For a long time, I didn’t see it clearly. Partly because history books in America are often whitewashed to make us feel proud, not critical. And partly because of the way I was raised.
See, my mom had a rule in our house: you don’t hate anything.
If I ever slipped and said “I hate this” or “I hate that,” she would stop me in my tracks. Her voice would sharpen into that scolding, no-nonsense tone: “You don’t hate anything! You may dislike something, but you don’t hate.”
To her, hate was as bad as a curse word — maybe worse.
Growing Up with a Different Compass
Looking back, I realize how much that shaped me. She taught me empathy, not prejudice. It was my mom’s simple lesson that became the foundation: hate corrodes the person who holds it.
By teaching me that hate was off-limits, she forced me to find other words. Instead of writing people or things off, I had to think in terms of dislike, disagreement, frustration, or hurt. That small shift in language kept my mind flexible. It taught me to see people as complicated, not disposable.
Why Racism Still Feels Like a Shock
That’s why, when I learned about movements like Christian nationalism or Project 2025, I felt blindsided. It felt like some outrageous new wave of hate, something un-American and foreign to me. But the truth is, it’s not new. It’s just the latest expression of something very old.
The hate has always existed. It fueled slavery, exclusion, segregation, and violence. And every time it was challenged, it evolved into another form.

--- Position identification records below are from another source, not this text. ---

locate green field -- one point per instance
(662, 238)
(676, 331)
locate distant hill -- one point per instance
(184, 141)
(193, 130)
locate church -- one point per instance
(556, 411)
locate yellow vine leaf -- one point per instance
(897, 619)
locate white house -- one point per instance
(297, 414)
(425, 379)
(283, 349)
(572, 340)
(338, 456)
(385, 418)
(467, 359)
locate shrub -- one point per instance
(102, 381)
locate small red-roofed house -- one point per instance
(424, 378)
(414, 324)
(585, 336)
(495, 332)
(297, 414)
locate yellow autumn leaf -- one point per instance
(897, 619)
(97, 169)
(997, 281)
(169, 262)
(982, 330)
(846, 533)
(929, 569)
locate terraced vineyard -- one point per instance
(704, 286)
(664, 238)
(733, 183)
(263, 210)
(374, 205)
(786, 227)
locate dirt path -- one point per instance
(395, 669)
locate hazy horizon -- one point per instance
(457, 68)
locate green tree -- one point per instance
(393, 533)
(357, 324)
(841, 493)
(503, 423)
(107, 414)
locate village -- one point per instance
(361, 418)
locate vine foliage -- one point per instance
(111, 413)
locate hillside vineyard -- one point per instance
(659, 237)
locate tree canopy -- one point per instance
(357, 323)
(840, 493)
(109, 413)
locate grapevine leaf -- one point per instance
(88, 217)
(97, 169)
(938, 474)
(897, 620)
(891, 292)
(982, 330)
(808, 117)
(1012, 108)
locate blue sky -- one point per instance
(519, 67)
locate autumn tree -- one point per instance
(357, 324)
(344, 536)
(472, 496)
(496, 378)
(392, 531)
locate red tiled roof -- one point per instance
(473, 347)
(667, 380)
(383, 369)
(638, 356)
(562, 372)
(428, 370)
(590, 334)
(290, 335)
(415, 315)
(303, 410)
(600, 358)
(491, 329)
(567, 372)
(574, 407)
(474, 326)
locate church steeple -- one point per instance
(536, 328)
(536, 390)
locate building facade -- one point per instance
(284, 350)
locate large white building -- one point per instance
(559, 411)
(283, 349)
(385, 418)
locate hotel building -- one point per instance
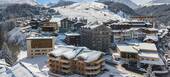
(70, 59)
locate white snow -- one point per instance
(92, 11)
(60, 39)
(153, 37)
(90, 56)
(16, 36)
(31, 2)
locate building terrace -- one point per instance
(71, 59)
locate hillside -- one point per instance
(18, 10)
(8, 2)
(162, 12)
(160, 1)
(61, 3)
(117, 7)
(92, 11)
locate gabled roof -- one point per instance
(147, 46)
(90, 56)
(126, 48)
(153, 37)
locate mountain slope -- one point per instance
(92, 11)
(162, 12)
(19, 10)
(119, 7)
(61, 3)
(160, 1)
(126, 2)
(31, 2)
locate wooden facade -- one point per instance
(63, 65)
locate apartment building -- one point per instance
(81, 60)
(72, 39)
(96, 37)
(141, 54)
(39, 45)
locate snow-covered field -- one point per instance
(91, 11)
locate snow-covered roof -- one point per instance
(56, 18)
(126, 48)
(153, 37)
(149, 54)
(147, 46)
(91, 26)
(67, 51)
(72, 34)
(2, 62)
(157, 62)
(19, 71)
(72, 52)
(90, 56)
(41, 37)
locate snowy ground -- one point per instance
(91, 11)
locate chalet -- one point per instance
(81, 60)
(52, 25)
(127, 34)
(97, 37)
(140, 54)
(72, 39)
(39, 45)
(72, 24)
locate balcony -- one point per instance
(99, 61)
(64, 61)
(92, 67)
(66, 70)
(92, 72)
(66, 66)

What’s different is that my mom’s lesson insulated me from normalizing it. For me, hate was never “just the way things are.” It was always taboo.

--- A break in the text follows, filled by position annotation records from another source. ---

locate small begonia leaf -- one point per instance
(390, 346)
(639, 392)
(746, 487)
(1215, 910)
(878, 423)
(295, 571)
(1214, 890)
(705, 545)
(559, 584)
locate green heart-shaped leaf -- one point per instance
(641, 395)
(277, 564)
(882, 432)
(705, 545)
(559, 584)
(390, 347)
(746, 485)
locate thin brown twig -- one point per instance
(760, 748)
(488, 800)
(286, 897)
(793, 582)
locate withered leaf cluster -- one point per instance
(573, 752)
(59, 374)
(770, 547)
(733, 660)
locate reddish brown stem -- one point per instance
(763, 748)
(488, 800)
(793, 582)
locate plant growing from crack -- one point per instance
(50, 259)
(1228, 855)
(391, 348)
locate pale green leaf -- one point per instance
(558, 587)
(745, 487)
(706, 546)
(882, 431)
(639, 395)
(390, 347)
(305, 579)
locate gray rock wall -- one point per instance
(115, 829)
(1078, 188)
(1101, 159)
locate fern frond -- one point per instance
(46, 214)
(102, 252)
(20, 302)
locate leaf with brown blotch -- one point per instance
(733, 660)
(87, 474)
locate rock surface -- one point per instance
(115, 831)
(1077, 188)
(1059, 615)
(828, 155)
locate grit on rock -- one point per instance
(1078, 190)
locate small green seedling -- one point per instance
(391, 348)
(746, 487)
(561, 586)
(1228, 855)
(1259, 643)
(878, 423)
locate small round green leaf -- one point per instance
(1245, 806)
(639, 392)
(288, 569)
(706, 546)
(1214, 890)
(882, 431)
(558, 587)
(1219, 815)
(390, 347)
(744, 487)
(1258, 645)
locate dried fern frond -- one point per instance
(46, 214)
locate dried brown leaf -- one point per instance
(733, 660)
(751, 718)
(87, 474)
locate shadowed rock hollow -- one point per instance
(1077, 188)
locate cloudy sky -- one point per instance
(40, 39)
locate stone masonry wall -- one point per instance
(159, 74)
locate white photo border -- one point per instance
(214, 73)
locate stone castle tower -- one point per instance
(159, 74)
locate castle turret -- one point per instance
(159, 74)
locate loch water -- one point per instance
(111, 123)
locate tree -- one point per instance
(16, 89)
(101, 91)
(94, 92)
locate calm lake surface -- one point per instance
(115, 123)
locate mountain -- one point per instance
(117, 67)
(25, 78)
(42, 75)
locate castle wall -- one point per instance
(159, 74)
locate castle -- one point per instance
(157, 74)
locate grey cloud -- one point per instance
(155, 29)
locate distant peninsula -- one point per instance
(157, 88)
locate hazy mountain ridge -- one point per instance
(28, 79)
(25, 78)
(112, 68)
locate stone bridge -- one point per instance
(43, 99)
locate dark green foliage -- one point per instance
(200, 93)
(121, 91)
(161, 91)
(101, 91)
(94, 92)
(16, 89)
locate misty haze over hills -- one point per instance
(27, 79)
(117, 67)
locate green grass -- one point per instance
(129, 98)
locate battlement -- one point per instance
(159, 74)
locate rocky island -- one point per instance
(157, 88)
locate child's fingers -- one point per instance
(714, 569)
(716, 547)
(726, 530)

Resistance Isn’t Just in History Books
When we talk about resistance to racism, we often name big movements: abolitionists, the Civil Rights Movement, Black Lives Matter. But there’s another kind of resistance too — the kind that happens inside a family home, in the way a mother raises her child.
My mom’s refusal to allow hate in our vocabulary was her way of resisting. She didn’t dismantle institutions, but she dismantled hate inside me before it had a chance to take root. And that’s just as much a legacy as any law passed or protest held.
Carrying It Forward
So here I am now, realizing that the hate I once thought was “new” has been here all along. But I’m also realizing something else: my mother’s lesson is just as old, and just as enduring.
Every time I choose not to hate — every time I insist on empathy, nuance, and humanity — I’m honoring her voice in my head. That scolding tone becomes a kind of shield, protecting me from being swept into the cycles of anger that have plagued humanity for centuries.
Maybe that’s what real resistance looks like: not just fighting the systems of hate out there, but refusing to let them live inside us.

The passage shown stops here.